The record heat has the nation talking. An Associated Press wire story about the record-breaker ran in newspapers and on television station websites coast to coast. Brian Williams mentioned it on his NBC Nightly News broadcast on Wednesday.

Meanwhile, New York is experiencing one of the coolest summers on record, and scientists there are trying to send the message that local weather conditions do not prove or disprove the existence of the climate crisis:
William D. Solecki, a geography professor at Hunter College of the City University of New York and co-chairman of a mayoral panel on climate change, warned that this summer’s unusually mild temperatures should not buoy global warming skeptics.

“Ask them to visit Seattle,” he said, where a record temperature of 103 was recorded on Wednesday.
So what's causing New York and Seattle to trade microclimates? Here's KOMO 4 weather blogger Scott Sistek with an answer:
[T]he weather pattern over North America has two big features -- a big, big ridge of high pressure anchored along the western third (stretching from Baja to almost the Arctic Circle) and a big, big area of low pressure anchored over Hudson Bay.

Not only has that ridge baked the West Coast, but on the other end of the scale, that low has made life miserable for the rest of the nation east of Denver. There, summer has gone into hiding, with relentless rain and thunderstorms. New York City is on pace for one of their coldest July's ever.

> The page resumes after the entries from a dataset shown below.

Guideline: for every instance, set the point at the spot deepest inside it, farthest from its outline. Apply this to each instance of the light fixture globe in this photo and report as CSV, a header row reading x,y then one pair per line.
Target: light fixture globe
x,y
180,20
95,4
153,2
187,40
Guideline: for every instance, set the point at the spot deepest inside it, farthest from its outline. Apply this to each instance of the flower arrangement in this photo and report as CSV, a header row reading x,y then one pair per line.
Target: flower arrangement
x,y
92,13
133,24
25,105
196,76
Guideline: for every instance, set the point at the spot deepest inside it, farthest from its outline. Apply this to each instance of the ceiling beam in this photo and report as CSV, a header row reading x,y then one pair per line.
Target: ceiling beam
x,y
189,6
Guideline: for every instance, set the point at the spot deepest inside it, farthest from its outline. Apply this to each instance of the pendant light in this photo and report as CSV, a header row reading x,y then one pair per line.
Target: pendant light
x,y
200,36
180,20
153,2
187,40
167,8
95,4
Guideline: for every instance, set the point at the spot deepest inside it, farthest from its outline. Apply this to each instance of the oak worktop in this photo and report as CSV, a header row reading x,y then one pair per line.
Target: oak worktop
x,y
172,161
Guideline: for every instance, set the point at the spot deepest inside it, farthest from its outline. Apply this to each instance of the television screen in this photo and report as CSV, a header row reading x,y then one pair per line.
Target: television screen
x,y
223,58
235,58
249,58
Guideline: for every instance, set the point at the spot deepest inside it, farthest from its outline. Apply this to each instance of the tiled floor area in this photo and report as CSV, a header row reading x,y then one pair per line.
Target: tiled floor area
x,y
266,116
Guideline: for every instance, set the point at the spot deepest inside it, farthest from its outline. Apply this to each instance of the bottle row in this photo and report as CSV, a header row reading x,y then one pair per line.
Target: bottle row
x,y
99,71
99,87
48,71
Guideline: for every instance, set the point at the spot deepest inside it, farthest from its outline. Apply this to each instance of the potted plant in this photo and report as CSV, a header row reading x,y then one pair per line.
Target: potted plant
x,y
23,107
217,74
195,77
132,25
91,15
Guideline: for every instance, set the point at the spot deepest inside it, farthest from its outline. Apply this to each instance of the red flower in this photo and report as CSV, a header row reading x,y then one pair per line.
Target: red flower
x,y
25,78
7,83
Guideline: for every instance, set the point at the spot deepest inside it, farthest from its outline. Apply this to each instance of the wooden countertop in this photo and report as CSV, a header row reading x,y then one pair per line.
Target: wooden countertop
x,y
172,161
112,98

With such exaggerated patterns, it's hard for them to budge because they are so strong they get stubborn. Incoming weather systems, typically weaker around here in summer anyway, are no match to move a ridge of this size, and then in turn, this ridge doesn't move to push the eastern low out of the way. It's like having a disabled semi jackknifed on the 520 bridge -- there's just not much room to move.
To conclude, the weather won't be changing much anytime soon, although now that we've moved more to a comfortable plateau of about eighty five degrees Fahrenheit for our high, it'll seem like a real Pacific Northwest summer again.